Freelancing is pretty much a buzz word in the United States, where there were 15.5 million Americans who were self-employed in May 2015 according to the Bureau of Labor Statistics. The numbers increased approximately one million since May 2014.
In a related American study, researchers estimated that over 40 percent (roughly 60 million) of the U.S. workforce would be freelancers by the year 2020.
In the Philippines, the freelancing practice has pretty much caught on. In 2012, a Filipina freelancer earned PHP1.5 million after completing about 35 writing and translating jobs through Elance, an online freelance platform.
If you’re a freelancer, you can go even further and turn your freelancing gigs into a business by going through a Bureau of Internal Revenue (BIR) registration.
Freelancing Career Turn Into a Business
The first thing you need to do is to register your business. There are three types of business ownerships in the Philippines. A sole proprietorship is a type owned by a single individual, and this is how you can turn freelancing into a legitimate business.
In a single proprietorship, one person owns all of the assets of the business and is also responsible for all the liabilities the business may incur.

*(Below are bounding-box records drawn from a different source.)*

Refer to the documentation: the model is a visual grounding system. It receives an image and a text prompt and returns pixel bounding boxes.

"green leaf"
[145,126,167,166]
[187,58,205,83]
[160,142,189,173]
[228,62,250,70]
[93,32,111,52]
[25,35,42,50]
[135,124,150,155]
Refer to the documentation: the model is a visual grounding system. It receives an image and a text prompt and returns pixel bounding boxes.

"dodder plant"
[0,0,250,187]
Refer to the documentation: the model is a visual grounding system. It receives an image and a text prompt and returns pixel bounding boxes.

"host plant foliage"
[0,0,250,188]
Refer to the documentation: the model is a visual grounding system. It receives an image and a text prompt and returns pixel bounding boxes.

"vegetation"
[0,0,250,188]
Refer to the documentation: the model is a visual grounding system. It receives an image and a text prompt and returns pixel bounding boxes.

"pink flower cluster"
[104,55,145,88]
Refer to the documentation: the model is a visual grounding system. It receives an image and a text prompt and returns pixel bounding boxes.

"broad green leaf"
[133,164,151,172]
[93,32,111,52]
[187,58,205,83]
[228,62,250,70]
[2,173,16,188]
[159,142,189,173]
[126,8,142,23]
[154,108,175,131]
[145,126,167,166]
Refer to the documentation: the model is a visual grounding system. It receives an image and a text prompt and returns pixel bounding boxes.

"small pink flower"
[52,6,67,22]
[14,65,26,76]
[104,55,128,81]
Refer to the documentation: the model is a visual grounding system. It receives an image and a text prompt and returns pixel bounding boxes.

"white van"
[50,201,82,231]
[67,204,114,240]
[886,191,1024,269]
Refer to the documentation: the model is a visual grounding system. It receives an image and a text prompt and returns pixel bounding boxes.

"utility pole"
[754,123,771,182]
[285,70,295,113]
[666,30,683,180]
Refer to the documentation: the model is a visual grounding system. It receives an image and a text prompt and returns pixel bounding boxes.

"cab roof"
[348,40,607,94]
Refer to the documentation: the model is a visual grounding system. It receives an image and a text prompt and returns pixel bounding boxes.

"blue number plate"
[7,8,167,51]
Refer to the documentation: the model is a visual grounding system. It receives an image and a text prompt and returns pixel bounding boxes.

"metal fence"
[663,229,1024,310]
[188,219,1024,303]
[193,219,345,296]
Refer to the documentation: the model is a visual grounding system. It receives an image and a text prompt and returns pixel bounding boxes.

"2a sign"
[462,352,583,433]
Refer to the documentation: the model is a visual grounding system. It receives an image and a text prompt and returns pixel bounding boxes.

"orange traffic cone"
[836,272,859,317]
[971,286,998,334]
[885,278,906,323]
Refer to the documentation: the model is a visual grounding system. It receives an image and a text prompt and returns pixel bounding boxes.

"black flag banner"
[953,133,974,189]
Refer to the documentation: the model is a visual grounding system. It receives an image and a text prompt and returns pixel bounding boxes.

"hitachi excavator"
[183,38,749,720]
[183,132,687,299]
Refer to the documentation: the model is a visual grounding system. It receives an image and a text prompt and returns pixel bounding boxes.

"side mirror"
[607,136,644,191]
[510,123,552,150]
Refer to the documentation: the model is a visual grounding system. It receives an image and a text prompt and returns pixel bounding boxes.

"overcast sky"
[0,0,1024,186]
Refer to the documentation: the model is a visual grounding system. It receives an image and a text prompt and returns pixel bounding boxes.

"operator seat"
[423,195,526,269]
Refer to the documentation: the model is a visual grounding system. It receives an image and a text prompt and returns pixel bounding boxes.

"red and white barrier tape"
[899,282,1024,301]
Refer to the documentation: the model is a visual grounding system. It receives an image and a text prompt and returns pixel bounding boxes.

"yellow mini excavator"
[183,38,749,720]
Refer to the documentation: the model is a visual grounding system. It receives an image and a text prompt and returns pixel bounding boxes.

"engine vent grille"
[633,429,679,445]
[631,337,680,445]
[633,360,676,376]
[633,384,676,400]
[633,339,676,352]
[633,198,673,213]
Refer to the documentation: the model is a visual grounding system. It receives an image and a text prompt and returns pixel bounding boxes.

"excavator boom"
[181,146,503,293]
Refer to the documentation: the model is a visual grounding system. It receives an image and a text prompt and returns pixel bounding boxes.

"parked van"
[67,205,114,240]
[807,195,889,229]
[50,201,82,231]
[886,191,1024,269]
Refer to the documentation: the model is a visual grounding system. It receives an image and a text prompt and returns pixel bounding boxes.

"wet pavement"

In terms of taxes, the individual and his or her business are considered one taxpayer and can use a single tax identification number (TIN). However, as a sole proprietorship, he or she needs to apply for a trade name with the Department of Trade and Industry (DTI), as well as secure several business permits and licenses for the business application.
On the other hand, an individual who doesn’t have a client yet that he or she is catering to has a taxable income. In this case, the person can register with the BIR as an independent contractor/professional. However, in this case, a DTI trade name application is no longer necessary as the individual’s name will be used as the trade name.
Creating Your Own Personal Brand
Just like in freelancing, your clientele grows through word of mouth and recommendations. This is where personal branding comes in. Whether you are a sole proprietor or an independent contractor, it is important to build your own personal brand, as it can affect both sales and lead generation.
Researchers found that 84 percent of decision makers start their purchase process with a referral. So, the more people recommending you, the more projects and clients you will gain, and this is where personal branding can help you a lot.
Simply put, personal branding is the method of people marketing themselves and their expertise as “brands.” Basically, this is how you package yourself as a product or service and how you market it to colleagues, clients, and leads.
Today’s freelancers often make the most out of social media and blogs and even their own personal website to market their personal brand. The easier people can find your business information and works online, the faster they can touch base with you.
Benefits of Going Legit
A BIR registration and official receipts will increase your credibility as a professional business provider. Applying for credit cards and loans will also be easier now that you are a registered business. Moreover, you wouldn’t have to worry about cases of tax evasion, as well as your clients who choose to work with you.
While the registration process can be a bit daunting, especially with the list of application requirements, in the long run, turning your freelancing gigs into well-oiled business operation will benefit you and your career. Being registered will enable you to work with bigger clients and projects, which translate to greater earnings.
If you’ve been freelancing for a while now and want to take your career to the next level, it’s time to go legit and build your own brand.